Today we read the third, penultimate section of Cardinal Sarah’s wonderful article on the liturgy.
Again he calls us to hear the true teaching of Vatican II, according to which liturgy is “above all things the worship of the divine majesty.” What does it mean to worship? Cardinal Sarah gives a fine encapsulation of Ratzinger’s teaching on the golden calf: the problem was not just the idol, but the people’s insistence that liturgy revolve around their interests, rather than worship of God.
The Cardinal adds some concrete ideas on preaching (let it talk about God, not just about us), the sanctuary (let it look holy in the first place, and let its holiness be preserved by the way we approach it), and readers (let them be dressed as if they were performing a sacred function).
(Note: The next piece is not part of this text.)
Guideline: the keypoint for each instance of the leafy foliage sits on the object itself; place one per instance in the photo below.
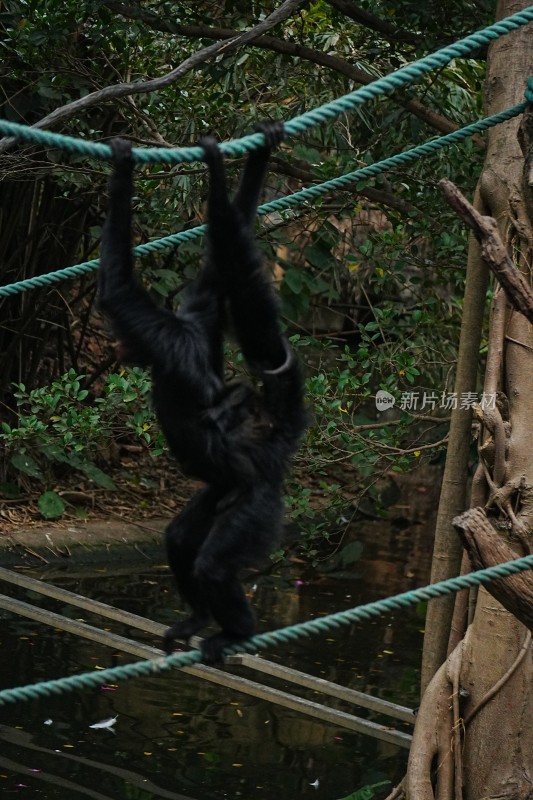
(370, 277)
But always, he keeps these practical issues subject to the bigger liturgical vision of true participation in the liturgy.
Here’s Cardinal Sarah:
We run the real risk of leaving no room for God in our celebrations, falling into the temptation of the Israelites in the desert. They sought to create a cult of worship limited to their own measure and reach, and let us not forget that they ended up prostrate before the idol of the golden calf.
The hour has come to listen to the Council. The liturgy is “above all things the worship of the divine majesty” (§33). It can form and teach us only insofar as it is completely ordered to divine worship and the glorification of God. The liturgy truly places us in the presence of divine transcendence. True participation means the renewal in us of that “amazement” that St. John Paul II held in such high regard (cf. Ecclesia de Eucharistia, §6). This sacred amazement, this joyous reverence, requires our silence before the divine majesty. We often forget that sacred silence is one of the means indicated by the Council to foster participation.
If the liturgy is the work of Christ, is it necessary for the celebrant to interject his own comments? We must remember that when the Missal authorizes commentary, this must not become a worldly, human discourse, a more or less subtle pronouncement on current events, or a banal greeting to those present, but rather a very brief exhortation to enter into the mystery (cf. General Introduction of the Roman Missal, §50).
As for the homily, it too is a liturgical act which has its own rules. The participatio actuosa in the work of Christ presupposes that one leaves behind the profane world in order to enter into “sacred action surpassing all others” (Sacrosanctum Concilium, §7). In fact, “we claim somewhat arrogantly to remain in the human sphere so as to enter into the divine” (Robert Sarah, God or Nothing, Ignatius Press, Chapter IV).
In this sense it is deplorable that the sanctuary in our churches is not strictly reserved for divine worship, that people enter it in worldly garb, that the sacred space is not clearly delineated by the architecture. And since, as the Council teaches, Christ is present in his word when it is proclaimed, it is equally harmful when readers are not dressed in a way that shows they are pronouncing not human words, but the Word of God.